During the fall semester, I spoke with a half-dozen graduate students after a class at CITRIS. All of them believed that, thanks to the protections put in place by Wright and his colleagues, the benefits of working alongside industry outweigh the dangers. But it was also apparent that the presence of corporate sponsors on campus is affecting students' views of basic science research. "As an undergraduate, you learn all of this theory and it's nothing practical," said Alex Heller, an engineering Ph.D student. "With these corporate entities, though, I can see where this skill set is practical, and where I can use it in the future."

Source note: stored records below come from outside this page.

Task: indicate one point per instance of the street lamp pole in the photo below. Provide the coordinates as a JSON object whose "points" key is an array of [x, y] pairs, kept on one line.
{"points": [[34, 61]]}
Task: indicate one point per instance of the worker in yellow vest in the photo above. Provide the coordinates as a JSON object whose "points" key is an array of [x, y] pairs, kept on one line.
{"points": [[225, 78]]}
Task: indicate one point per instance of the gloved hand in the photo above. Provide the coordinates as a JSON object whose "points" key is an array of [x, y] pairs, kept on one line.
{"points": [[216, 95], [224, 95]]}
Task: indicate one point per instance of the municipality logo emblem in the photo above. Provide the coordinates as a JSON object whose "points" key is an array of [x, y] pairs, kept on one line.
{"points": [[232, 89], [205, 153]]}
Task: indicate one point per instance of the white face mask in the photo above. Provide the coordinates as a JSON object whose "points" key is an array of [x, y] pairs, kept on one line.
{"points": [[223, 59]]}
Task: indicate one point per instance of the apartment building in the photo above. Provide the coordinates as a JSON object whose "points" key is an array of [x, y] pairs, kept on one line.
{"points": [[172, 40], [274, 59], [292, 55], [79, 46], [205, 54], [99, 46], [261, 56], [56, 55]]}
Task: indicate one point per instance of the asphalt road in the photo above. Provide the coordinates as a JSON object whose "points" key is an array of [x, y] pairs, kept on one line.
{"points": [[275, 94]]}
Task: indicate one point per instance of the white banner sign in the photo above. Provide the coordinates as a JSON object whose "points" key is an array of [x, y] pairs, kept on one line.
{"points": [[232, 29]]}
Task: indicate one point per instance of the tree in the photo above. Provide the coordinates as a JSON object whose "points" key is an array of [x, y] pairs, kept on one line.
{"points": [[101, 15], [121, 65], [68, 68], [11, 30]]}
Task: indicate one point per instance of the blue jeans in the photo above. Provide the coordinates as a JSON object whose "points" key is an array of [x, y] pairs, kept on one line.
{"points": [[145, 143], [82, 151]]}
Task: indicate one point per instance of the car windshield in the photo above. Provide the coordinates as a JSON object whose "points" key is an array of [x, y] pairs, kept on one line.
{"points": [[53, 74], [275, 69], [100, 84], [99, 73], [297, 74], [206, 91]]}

Mark Fuge, a third-year engineering Ph.D student, said that having corporate sponsors gave him a certain level of financial security that he would otherwise lack. "It's a couple thousand dollars for a company to sponsor a team," he said. "That's nothing for them, but for the teams, having a working budget to develop these technologies is everything."

One student noted that having access to private funding also affects choices made on campus. "A lot of times, without even noticing it, I chose to work on something just because it will let me be funded," said physics Ph.D student Shiry Ginzaw. She added that she doesn't do basic science, in part, because there's likely no financial payoff in the near- or long-term. "I think basic research is interesting, but I don't do it because I wouldn't be paid as a physics student, and I probably wouldn't find a job afterwards. ... A lot of the choices I've made are because the money is in one place and it's not in another."

During the 1970s, roughly 62 percent of government-funded research was basic research — science for the sake of science. Between 2000 and 2010, that number dropped more than 12 percentage points. Government, in other words, has not only cut scientific funding overall, but the research it is funding is increasingly geared to help corporate America compete in the global marketplace.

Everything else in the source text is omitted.